At 14, I was very excited about Sailor Moon. I printed out hundreds of images uploaded to fansites from the manga, painstakingly cut them out, and taped them up all over my childhood bedroom. My parents were ordered to bring back “anything they could find” on a weekend trip to Canada. (Their finds were two action figures and a comic book — goldmine!)
The series follows the adventures of Serena (nicknamed “Bunny,” in the English version), a temperamental teenage girl in Japan who discovers a talking cat named Luna — and through Luna, her destiny as a warrior named Sailor Moon who will defend Earth from bad guys.
There is a lot of awakening to your true destiny in Sailor Moon, coupled with remembering who you were in your past life. As we wend through the series we discover that Bunny was the Princess of the Moon, sent to the future to protect her from the Dark Kingdom. But there is also a lot of high school — finding friends, keeping friends, going to the mall, and navigating the most terrifying aspect of any high school: lunch. As she discovers, she is not alone — classmates and friends around her are also Sailor Scouts, each named after a planet, with their own distinctive personality.
Sailor Moon rather emphatically passes the Bechdel test, to say the least. All of the main characters are girls, and they spend most of their time talking about how they are going to defeat evil, do their homework, or remember a past life. Sailor Moon does have a love interest, of course — the mysterious, handsome Tuxedo Mask, who always shows up at just the right moment to save the day. And who may or may not be the same person as the handsome, brooding Darien, who is always urging Bunny to be a better person and do the right thing.
I tore through the manga sitting on a friend’s bed, and watched the television show on Cartoon Network at 4pm whenever I could. The anime was a little disappointing — I’m not an aficionado of the style, and worse, Cartoon Network had seriously dumbed down some of the more “adult” themes of the series. Two of the characters are in a lesbian relationship in the comic books and Japanese series; in America, they were “cousins,” which was actually pretty confusing for the untutored viewer.
Ultimately, though, it wasn’t the manga or the anime that hooked me onto Sailor Moon.
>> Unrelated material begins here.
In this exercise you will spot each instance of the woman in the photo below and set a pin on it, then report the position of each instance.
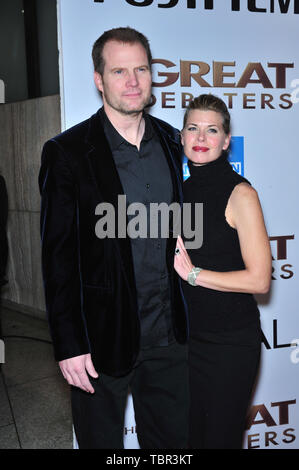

Each of the girls on the show had detailed biographical information about them on the then-fledgling Internet — you could find out, for example, Sailor Jupiter’s height, star sign, favorite food, least favorite food, career aspirations, favorite classes, and areas of life she “had trouble with.” My friends and I argued over the characters, choosing to champion the ones we thought we represented the best. (I’m not sure why this is so appealing for girls, or even whether or not it is entirely healthy, but it has certainly happened since then, in shows ranging from “Sex and the City” to “My Little Pony.”)
I was Sailor Mercury (which seems comical now, but perfectly suited me at the time); a good friend was Sailor Jupiter; the other two girls in my group jostled over Sailor Moon herself. In middle school — where uniformity was daily reinforced and championed — Sailor Moon was the only cultural information we got that celebrated diversity, even if it was only nine different kinds of diversity. All of the girls brought their own strengths to the table, and as a team, they succeeded. It was okay, in Sailor Moon, to be different. It’s a lesson for teenage girls, but I was a teenage girl, and that’s when it counted.
All this being said, I am an adult now, and I can see some of the flaws with Sailor Moon. It’s fun and spunky, but manga often can be problematic in its portrayal of teenage girls. Sailor Moon’s characters are all thin and doe-eyed, with impossibly long legs and tiny, tiny skirts. Their costumes hover on the border between preteen cute and adult sexy, an unsettling uncanny valley of its own. And funnily enough for a Japanese comic, most of the characters appear white.
Graphic novels certainly are no stranger to ridiciulous costumes, whitewashed casts, or physically contorted heroes, but the genre has also had the benefit of excellent critiques, such as Alan Moore’s The Watchmen, Neil Gaiman’s Sandman series, and Frank Miller’s The Dark Knight Returns. I’ve loved them all, and I would love to see an adult, gritty, postmodern take on the teenage fluff manga that was Sailor Moon.